Dans une correspondance qui a fuité sur les réseaux sociaux l’administrateur civil sollicite un appui en Boissons et bière à pression pour la circonstance.

« Je viens par la présente vous annoncer le décès de ma génitrice survenu le 08 mai 2022 à l’hôpital central de Yaoundé de suite de maladie. En cette douloureuse circonstance, je sollicite auprès de votre bienveillance, un appui (Boissons et bière à pression) pour les obsèques qui auront lieu du 17 au 18 juin à Mbangassina dans le département du Mbam et Kim », écrit Benjamin Mboutou, le préfet du Wouri dans sa correspondance.

Difficile pour le moment de savoir comment le contenu de la lettre a fuité sur les réseaux sociaux. La lettre en circulation est une décharge, tout porte à croire que c’est l’entourage de l’administrateur civil principal qui est à l’origine de cela.

« Le préfet du Wouri est « maudit » ces derniers temps par certains Sawa qui estiment qu’il est le principal acteur de l’affaire Dikolo. Ils ont donc décidé de l’exposer autant que possible », commente un journaliste.

Pour d’autres confrères c’est une pratique courante au sein de l’administration camerounaise. « Ce courrier n’était pas nécessaire. Un coup de fil aux responsables des SABC était suffisant». Nombreux sont aussi plusieurs journalistes qui affirment qu’il s’agit là, d’une forme de corruption qui devrait normalement conduire à la démission de l’intéressé.

« C’est très grave ça ! Qu’il le fasse à titre individuel et même là encore c’est déjà grave. N’officialisons pas la corruption ou l’assujettissement de nos autorités avec autant de facilité. Recevoir des cadeaux, des faveurs, des préférences des entreprises privées est une forme de corruption vieille comme le monde et qui a amené plusieurs en prison où contraint à la démission notamment en Europe.
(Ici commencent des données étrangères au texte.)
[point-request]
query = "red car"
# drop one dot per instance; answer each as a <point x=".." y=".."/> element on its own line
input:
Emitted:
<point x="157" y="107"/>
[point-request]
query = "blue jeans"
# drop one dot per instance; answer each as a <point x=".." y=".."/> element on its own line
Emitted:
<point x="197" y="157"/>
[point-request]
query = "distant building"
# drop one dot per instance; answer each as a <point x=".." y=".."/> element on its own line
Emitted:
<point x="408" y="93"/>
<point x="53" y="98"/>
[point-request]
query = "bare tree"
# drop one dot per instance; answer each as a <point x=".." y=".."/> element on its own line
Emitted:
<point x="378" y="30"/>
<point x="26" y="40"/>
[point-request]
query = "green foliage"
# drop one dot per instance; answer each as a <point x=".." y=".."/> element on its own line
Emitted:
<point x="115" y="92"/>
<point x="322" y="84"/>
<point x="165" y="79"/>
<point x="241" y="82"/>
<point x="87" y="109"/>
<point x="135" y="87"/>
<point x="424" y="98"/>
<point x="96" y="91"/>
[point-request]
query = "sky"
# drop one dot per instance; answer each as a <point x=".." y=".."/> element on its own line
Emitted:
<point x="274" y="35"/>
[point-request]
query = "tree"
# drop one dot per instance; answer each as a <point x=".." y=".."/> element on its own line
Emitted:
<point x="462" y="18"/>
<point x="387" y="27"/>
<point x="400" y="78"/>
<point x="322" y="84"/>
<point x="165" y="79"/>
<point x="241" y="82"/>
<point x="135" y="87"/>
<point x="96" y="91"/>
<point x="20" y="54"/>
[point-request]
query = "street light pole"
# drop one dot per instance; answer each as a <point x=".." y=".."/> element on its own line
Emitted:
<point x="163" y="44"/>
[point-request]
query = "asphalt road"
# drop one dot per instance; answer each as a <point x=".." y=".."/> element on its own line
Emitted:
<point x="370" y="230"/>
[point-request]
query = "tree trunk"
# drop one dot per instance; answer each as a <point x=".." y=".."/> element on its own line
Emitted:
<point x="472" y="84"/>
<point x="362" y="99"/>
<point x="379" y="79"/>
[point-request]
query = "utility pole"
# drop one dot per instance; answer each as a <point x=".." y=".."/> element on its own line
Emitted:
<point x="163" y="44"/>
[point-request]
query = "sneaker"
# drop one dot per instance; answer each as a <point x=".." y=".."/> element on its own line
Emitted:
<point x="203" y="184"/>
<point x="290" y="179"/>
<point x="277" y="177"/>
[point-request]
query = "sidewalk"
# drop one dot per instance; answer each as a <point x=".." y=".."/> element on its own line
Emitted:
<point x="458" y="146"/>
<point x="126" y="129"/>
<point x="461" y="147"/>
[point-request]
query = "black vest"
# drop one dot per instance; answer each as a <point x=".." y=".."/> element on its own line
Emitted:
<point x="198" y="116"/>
Cependant, et contrairement aux européennes, nous pouvons admettre que pour le deuil un officiel reçoive un appuis d’une multinationale ( ..) mais sa demande, s’il est amené à la faire, ne saurait porter les emblèmes de sa fonction publique encore moins de l’État qui est souverain », explique un autre journaliste sous anonymat.

« Cette lettre est celle de Celui-là même qui est supposé être le garant de l’ordre public et de la sécurité du territoire. Le voilà avachi devant une entreprise publique. Il utilise le sceau de l’état pour obtenir des faveurs. Vraiment que dire. Un pays en papier mâché », écrit Guy Laurent Nkouam, militant du Mouvement pour la renaissance du Cameroun (Mrc).